Poco tiempo después de graduarse ingresó a trabajar en el Sindicato de Luz y Fuerza y comenzó “la mejor etapa de su vida”, según el propio Roberto. Sus primeros años de juventud coincidieron con las inmensas movilizaciones desde “el kilómetro cero del peronismo” hacia la CGT de Azopardo, peregrinaciones que encontraban a las masas obreras con el General Perón.

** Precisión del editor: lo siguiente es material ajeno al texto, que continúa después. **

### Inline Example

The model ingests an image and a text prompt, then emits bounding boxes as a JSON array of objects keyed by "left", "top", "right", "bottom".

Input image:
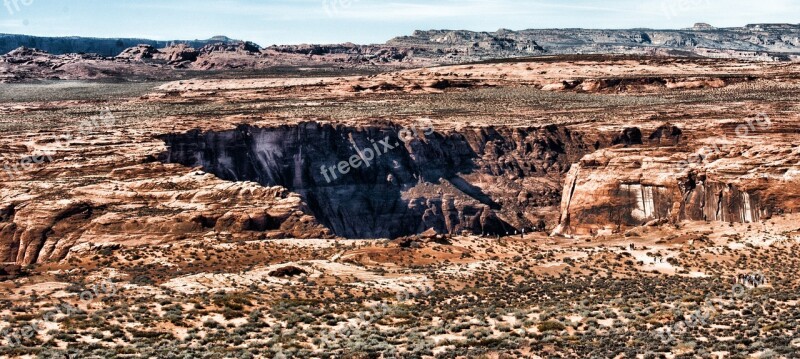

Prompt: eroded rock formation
[{"left": 163, "top": 123, "right": 609, "bottom": 238}]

El 1º de marzo de 1951 se inauguró la Escuela Superior Peronista y Roberto estuvo allí, no terminó la cursada porque se le complicaban los viajes a la Capital, pero conservaba una foto de la apertura, donde se lo ve sentado a unos metros de Perón. Allí se aprendía todo lo necesario para ser un buen peronista, en un clima de mucha alegría porque ese era el clima que vivía le peronismo de la década dorada. Los que antes miraban todo desde atrás, los que el prejuicio clasista los colocó en un sitio marginal de la discusión pública y los que tenían que agachar la cabeza por su procedencia social, de repente eran los que exponían sus argumentos, defendían sus ideas y mostraban socialmente sus logros. Era mucho más que el acceso al asado, al saco, a los zapatos de cuero y el viaje a Mar del Plata, era la fe popular, la espiritualidad sencilla del que se sabe igual que el otro lo que motorizaba ese sentimiento de alegría y lealtad.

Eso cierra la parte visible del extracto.